DIOGENE :  Aie ! Aaaaaah ! le con ! Animal, crétin grossier, arrête ton char !

DIO :  Tiens ! Ben Hur ! … Aah non! Mais c’est Diogène, pardon, maître, je ne fais que passer…

DIOGENE :  Et pourquoi brouettes-tu cette petite maison ?

DIO : (lyrique)  c’est un tonneau, maître et rempli de vin, c’est le sang de la treille, c’est le fruit de la terre et du travail des hommes…, c’est le nectar des dieux…

DIOGENE :  Balivernes ! Les dieux ne boivent rien, ils ne sont qu’illusions, projections timorées des larves à deux pattes.

DIO :  Mais, Maître, c’est aussi du plaisir, de l’amitié, la quintessence de l’art de vivre… allez, tenez, goûtez-moi une lampée….

DIOGENE :  Allons bon, et j’ai cassé mon écuelle .  Quel glou glou !  Rubis brillant … et à quoi allons-nous boire, échanson ?

DIO :  A la Vigne Philosophe, pardi

DIOGENE :  Haaaaa !  C’est curieux, je me sens tout chose, comme le cœur un peu plus large, et même la bouche tirée sur les côtés…

DIO :  Cela s’appelle amorcer un sourire, la première fois cela surprend un peu, avec le temps, on s’y fait, vous verrez…essayez encore…lààà !

DIOGENE :  Haaaaa !  mais, il me semble qu’au fond de mon crâne des nuages s’en vont, les tempêtes disparaissent, verse-moi encore un peu de ton élixir…

DIO :  ( il s’exécute) Haaa !, vous voyez ! ( A part) :  c’est une conversion ! Je crois que j’ai fait un adepte !

DIOGENE :  (il s’émerveille en regardant le monde à travers son verre) : le monde en couleurs, couleur bordeaux , avec une note d’épices, une touche de vanille et quelle robe !

Apparaît la Belle Hélène  . 

Je disais quelle robe !  Ce vin a de la cuisse ! Mais n’est-ce pas vous, la Belle que  j’ai rudoyée ce tantôt ?

HELENE :  Si fait , Maître, vous m’avez même chassée avec de dures paroles.

DIOGENE:  Allez, reste un peu, ma fille, devisons, veux-tu goûter à ce vin ?  Sommelier, c’est ma tournée, sers cette princesse … ( il lève son verre , admiratif).   A tes yeux !  Et que disais-tu à propos de mon tonneau tout à l’heure ? ( il pose sa main autour de sa taille).

Viens avec moi. ( il reprend sa lanterne et fait quelques pas vers la salle).

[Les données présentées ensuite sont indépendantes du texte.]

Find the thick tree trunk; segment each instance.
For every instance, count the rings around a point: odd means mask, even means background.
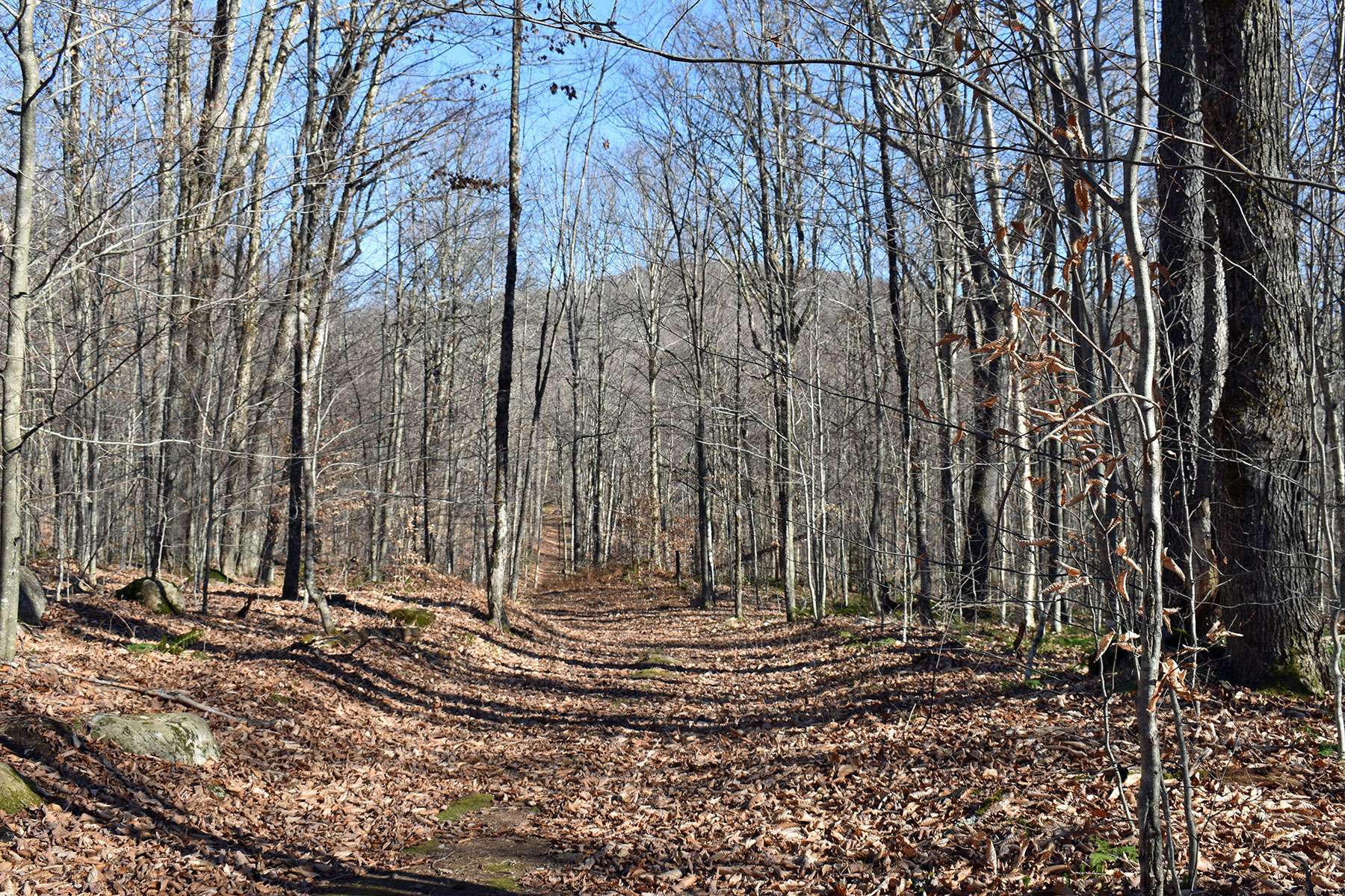
[[[504,250],[504,304],[500,316],[500,363],[495,386],[495,496],[494,524],[491,527],[491,553],[487,602],[491,625],[503,631],[508,626],[504,615],[504,592],[510,570],[510,508],[508,508],[508,406],[514,388],[514,289],[518,282],[518,231],[523,215],[519,197],[519,81],[523,64],[523,4],[514,0],[514,35],[510,75],[508,122],[508,244]]]
[[[1200,429],[1201,340],[1205,304],[1205,175],[1201,73],[1205,59],[1204,7],[1198,0],[1163,0],[1162,67],[1158,74],[1158,297],[1166,336],[1161,400],[1162,445],[1170,477],[1163,489],[1163,541],[1176,564],[1192,571],[1201,498],[1197,486],[1204,431]],[[1188,582],[1163,574],[1166,607],[1188,610]],[[1185,614],[1189,615],[1189,611]],[[1188,618],[1184,641],[1198,635]]]
[[[1307,537],[1309,429],[1303,396],[1306,296],[1289,169],[1279,0],[1206,0],[1205,124],[1225,265],[1229,365],[1215,418],[1213,502],[1228,672],[1252,684],[1317,690],[1321,600]]]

Regarde, c’est plein d’humains, ici ! Enfin ! j’ai trouvé des hommes ,des femmes avec des yeux où brille une petite flamme, avec un cœur dans la main et des sourires offerts.

HELENE :  Oui Diogène, j’en vois, rassemblés, ils sont tous là, ils ont soif !

DIOGENE :  Nous avons trouvé des hommes et des femmes , des frères et des soeurs, mes amis je vous invite à faire comme nous… donnez un baiser à votre verre et vous philosopherez avec bonheur, indulgence, dans l’amitié et l’amour.

HELENE : En plus, la philosophie est aussi une élévation de l’esprit.

DIOGENE :Ne commence pas à dire des bêtises, dansons, veux-tu, écoute, c’est un tango !!